Keterangan: Angka rataan yang diikuti oleh huruf yang sama pada kolom yang sama menunjukkan tidak berbeda nyata berdasarkan uji DMRT 5% dengan KK = 13.01%. Data yang dianalisis adalah data yang sudah ditransformasi √(x+0.5). Angka dalam kurung merupakan data asli sebelum ditransformasi.

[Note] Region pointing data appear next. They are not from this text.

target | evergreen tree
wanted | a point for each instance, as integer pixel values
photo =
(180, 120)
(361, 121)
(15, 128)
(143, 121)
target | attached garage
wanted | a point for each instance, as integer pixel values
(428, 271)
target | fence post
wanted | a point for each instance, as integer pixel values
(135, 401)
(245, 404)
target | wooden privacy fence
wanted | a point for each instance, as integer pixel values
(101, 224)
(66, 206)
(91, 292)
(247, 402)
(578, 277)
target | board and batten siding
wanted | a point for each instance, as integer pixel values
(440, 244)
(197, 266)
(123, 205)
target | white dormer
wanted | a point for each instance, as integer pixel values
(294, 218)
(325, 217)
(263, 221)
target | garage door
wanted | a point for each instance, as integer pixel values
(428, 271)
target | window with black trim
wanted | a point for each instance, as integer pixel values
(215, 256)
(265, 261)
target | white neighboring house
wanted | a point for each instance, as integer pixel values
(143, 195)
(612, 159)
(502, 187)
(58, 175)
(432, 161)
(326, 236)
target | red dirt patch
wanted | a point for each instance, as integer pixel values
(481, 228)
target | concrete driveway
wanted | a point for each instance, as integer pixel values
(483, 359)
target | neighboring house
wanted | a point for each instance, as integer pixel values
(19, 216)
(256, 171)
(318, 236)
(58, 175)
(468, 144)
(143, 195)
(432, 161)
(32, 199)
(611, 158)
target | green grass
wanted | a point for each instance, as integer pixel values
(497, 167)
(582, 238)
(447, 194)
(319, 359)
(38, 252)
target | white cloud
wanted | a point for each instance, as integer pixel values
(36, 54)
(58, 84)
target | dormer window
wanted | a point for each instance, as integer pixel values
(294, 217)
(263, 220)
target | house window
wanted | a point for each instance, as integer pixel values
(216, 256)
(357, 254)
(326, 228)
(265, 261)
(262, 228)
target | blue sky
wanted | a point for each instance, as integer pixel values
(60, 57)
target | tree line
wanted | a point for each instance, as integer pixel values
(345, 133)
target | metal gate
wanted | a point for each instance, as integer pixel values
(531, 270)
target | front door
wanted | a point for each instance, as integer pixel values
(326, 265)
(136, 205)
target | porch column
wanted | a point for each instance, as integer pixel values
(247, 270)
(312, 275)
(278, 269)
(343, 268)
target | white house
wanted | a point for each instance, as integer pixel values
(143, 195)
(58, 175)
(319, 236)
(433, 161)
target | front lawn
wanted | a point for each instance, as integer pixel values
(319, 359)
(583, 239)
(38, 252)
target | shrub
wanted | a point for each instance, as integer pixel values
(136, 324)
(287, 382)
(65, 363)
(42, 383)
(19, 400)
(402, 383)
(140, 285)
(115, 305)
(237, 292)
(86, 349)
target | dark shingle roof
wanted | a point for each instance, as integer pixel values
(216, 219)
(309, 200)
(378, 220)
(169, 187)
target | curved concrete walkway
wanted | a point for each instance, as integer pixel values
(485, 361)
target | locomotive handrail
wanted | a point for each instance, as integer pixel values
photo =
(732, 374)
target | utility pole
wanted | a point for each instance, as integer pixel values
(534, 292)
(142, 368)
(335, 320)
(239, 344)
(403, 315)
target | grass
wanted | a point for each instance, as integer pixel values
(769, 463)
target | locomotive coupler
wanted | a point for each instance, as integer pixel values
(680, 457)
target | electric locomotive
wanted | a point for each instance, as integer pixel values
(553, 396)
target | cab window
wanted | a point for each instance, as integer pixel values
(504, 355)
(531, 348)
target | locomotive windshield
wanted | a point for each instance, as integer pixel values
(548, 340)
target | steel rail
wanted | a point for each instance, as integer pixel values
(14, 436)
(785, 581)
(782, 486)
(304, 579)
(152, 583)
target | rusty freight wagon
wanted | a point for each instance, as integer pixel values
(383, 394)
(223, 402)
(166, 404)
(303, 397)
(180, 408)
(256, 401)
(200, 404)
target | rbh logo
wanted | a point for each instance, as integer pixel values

Selama periode simpan 6 bulan pada suhu kamar terjadi penurunan persentase perkecambahan spora CMA meskipun tidak berbeda nyata dengan sebelum simpan. Penurunan persentase perkecambahan spora CMA diduga karena spora masih dorman. Dalpé et al. (2005) menyatakan bahwa perkecambahan spora Glomus sp. membutuhkan waktu beberapa hari hingga 6 bulan untuk berkecambah dengan rata-rata perkecambahan spora paling rendah sebesar 2-10%. Setelah spora CMA berkecambah, kemudian mengasosiasi akar tanaman. Menurut

Indriyanto (2008) asosiasi akan terjadi apabila CMA dan akar tanaman merupakan pasangan yang sesuai (compatible). Asosiasi CMA dengan akar tanaman membentuk jalinan interaksi yang komplek. Interaksi ini antara lain berupa pengambilan unsur hara dan adaptasi tanaman yang lebih baik. Menurut Rajapakse dan Miller (1992) kriteria persentase CMA mengkolonisasi akar tanaman yaitu sangat rendah (< 5%), rendah (6 – 25%), sedang (26 – 50%), tinggi (51 – 75%), dan sangat tinggi (> 75%).